(Reuters) - Occidental Chemical Corp has agreed to pay New Jersey $190 million as part of a settlement to clean up the polluted Passaic River, state officials announced on Monday.
The agreement, which is subject to approval by New Jersey Superior Court, will bring to $355 million the total amount recovered by the state in litigation over the blighted waterway that flows through northern New Jersey, the Department of Environmental Protection said.
“Our objective throughout the Passaic River litigation has been to hold accountable those legally responsible for contaminating the river, and we have done so,” acting Attorney General John Hoffman said in a statement.

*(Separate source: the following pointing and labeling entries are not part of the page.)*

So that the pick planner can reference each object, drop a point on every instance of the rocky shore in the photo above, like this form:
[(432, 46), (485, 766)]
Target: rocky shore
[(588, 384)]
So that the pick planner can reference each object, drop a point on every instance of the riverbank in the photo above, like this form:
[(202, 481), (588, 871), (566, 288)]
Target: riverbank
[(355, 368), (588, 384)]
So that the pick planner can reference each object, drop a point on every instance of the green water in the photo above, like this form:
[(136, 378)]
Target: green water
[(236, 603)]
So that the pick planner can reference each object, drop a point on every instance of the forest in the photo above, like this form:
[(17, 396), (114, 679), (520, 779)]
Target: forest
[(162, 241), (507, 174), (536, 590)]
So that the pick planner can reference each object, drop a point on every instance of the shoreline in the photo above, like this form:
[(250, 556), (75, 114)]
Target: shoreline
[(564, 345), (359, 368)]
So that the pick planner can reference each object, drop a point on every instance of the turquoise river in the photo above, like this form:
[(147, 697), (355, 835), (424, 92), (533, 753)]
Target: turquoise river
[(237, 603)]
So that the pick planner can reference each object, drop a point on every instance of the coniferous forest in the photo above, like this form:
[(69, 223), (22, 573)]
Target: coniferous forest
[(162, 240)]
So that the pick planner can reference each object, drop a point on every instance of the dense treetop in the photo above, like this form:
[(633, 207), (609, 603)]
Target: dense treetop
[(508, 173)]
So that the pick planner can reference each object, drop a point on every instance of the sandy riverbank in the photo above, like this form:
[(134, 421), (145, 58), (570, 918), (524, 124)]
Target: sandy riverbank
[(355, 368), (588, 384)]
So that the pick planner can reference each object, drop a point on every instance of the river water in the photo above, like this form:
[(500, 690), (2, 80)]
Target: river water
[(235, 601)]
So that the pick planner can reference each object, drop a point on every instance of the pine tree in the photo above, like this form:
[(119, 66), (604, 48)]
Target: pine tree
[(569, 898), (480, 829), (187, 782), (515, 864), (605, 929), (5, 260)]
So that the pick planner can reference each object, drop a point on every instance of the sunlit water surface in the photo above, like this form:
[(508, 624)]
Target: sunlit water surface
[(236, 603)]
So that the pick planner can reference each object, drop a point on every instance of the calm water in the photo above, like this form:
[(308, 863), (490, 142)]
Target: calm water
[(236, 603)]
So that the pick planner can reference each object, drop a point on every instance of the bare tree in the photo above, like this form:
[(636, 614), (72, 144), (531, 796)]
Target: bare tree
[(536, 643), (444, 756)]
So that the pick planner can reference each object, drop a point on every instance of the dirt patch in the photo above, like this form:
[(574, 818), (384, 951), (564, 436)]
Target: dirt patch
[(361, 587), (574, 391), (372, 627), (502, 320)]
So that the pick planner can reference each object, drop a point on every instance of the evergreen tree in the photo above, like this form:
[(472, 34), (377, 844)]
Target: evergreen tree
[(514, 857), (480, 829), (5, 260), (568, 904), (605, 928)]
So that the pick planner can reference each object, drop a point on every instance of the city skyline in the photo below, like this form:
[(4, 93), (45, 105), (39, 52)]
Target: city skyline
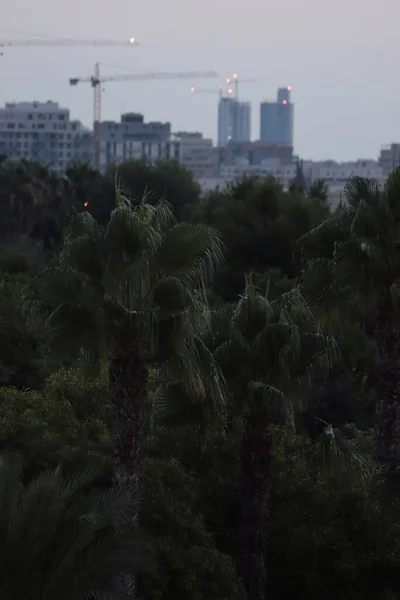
[(340, 70)]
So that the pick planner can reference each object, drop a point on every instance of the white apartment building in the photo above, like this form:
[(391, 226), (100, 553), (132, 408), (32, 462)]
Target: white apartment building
[(41, 131)]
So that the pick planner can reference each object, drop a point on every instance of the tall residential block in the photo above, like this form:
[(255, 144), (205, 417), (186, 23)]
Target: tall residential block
[(234, 121), (277, 120)]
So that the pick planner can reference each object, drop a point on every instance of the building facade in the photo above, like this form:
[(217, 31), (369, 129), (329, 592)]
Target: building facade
[(389, 158), (277, 120), (41, 131), (132, 139), (234, 121), (198, 154)]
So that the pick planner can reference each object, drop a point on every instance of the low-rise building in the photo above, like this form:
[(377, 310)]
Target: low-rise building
[(198, 154), (132, 138)]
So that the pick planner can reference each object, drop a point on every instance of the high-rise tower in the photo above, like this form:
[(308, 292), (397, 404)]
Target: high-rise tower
[(234, 121), (277, 120)]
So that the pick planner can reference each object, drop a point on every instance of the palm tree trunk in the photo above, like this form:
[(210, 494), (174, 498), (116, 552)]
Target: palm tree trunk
[(256, 465), (128, 386), (388, 405)]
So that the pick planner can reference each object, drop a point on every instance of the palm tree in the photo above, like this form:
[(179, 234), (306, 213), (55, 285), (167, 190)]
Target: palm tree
[(134, 295), (272, 354), (365, 259), (61, 540)]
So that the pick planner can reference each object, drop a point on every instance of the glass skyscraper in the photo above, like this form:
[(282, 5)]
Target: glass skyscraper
[(277, 120)]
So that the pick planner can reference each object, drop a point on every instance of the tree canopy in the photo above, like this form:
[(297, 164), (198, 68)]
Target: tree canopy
[(199, 393)]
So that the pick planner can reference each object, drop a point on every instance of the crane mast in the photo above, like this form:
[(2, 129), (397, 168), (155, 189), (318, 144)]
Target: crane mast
[(65, 43), (96, 81)]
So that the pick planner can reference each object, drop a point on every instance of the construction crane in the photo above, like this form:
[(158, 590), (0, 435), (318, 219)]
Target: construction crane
[(218, 90), (235, 80), (66, 43), (96, 81)]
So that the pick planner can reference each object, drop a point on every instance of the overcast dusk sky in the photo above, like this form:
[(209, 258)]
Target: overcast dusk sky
[(341, 59)]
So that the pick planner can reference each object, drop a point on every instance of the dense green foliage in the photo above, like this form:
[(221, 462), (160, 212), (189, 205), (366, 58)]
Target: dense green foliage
[(266, 362)]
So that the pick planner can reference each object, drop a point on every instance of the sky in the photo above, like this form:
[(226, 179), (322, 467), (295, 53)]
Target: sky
[(341, 59)]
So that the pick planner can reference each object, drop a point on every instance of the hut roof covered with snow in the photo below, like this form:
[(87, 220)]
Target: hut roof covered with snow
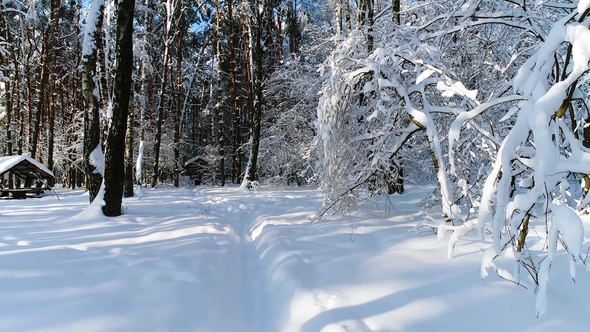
[(25, 167)]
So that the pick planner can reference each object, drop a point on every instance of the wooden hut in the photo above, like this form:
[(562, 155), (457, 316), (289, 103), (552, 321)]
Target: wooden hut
[(33, 173)]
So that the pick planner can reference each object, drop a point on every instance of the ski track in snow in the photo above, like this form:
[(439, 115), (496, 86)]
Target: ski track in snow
[(219, 259)]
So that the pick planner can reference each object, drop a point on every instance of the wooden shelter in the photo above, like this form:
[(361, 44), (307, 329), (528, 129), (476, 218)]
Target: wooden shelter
[(29, 170)]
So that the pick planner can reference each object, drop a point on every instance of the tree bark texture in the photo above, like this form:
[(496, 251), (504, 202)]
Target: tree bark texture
[(115, 148)]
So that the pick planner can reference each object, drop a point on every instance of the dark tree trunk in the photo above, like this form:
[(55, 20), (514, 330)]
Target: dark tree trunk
[(115, 149), (55, 17), (256, 118), (237, 123), (91, 113), (128, 188)]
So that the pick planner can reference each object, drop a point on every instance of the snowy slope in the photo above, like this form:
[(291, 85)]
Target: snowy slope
[(219, 259)]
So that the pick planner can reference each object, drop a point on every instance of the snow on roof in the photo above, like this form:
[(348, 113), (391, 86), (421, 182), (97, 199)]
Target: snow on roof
[(9, 162)]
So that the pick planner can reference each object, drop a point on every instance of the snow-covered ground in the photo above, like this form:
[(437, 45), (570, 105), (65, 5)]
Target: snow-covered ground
[(219, 259)]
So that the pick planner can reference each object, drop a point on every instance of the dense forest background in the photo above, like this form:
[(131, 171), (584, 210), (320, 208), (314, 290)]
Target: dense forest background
[(363, 97)]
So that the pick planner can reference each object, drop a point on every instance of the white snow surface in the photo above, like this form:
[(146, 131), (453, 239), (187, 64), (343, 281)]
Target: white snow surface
[(219, 259)]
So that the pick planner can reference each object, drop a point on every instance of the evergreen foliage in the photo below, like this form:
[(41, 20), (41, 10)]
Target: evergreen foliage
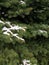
[(30, 38)]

Occidental Chemical, a unit of Occidental Petroleum Corp, bought a Newark factory once owned by Diamond Shamrock Chemicals Co, which dumped cancer-causing dioxin into the river during the manufacturing of the Vietnam War-era defoliant Agent Orange.
Several companies associated with the former Diamond Shamrock site were named in the lawsuit aimed at cleaning up the river - a federal Superfund site and one of the nation’s most polluted waterways - and Occidental was the last to settle.
Occidental was not immediately available to say if the costs of the settlement would be reflected in its financial results for the third quarter.
Because of the contamination, residents were warned against harvesting blue claw crabs from the river and from Newark Bay, a tidal bay at the confluence of the Passaic and Hackensack Rivers, environmental officials said.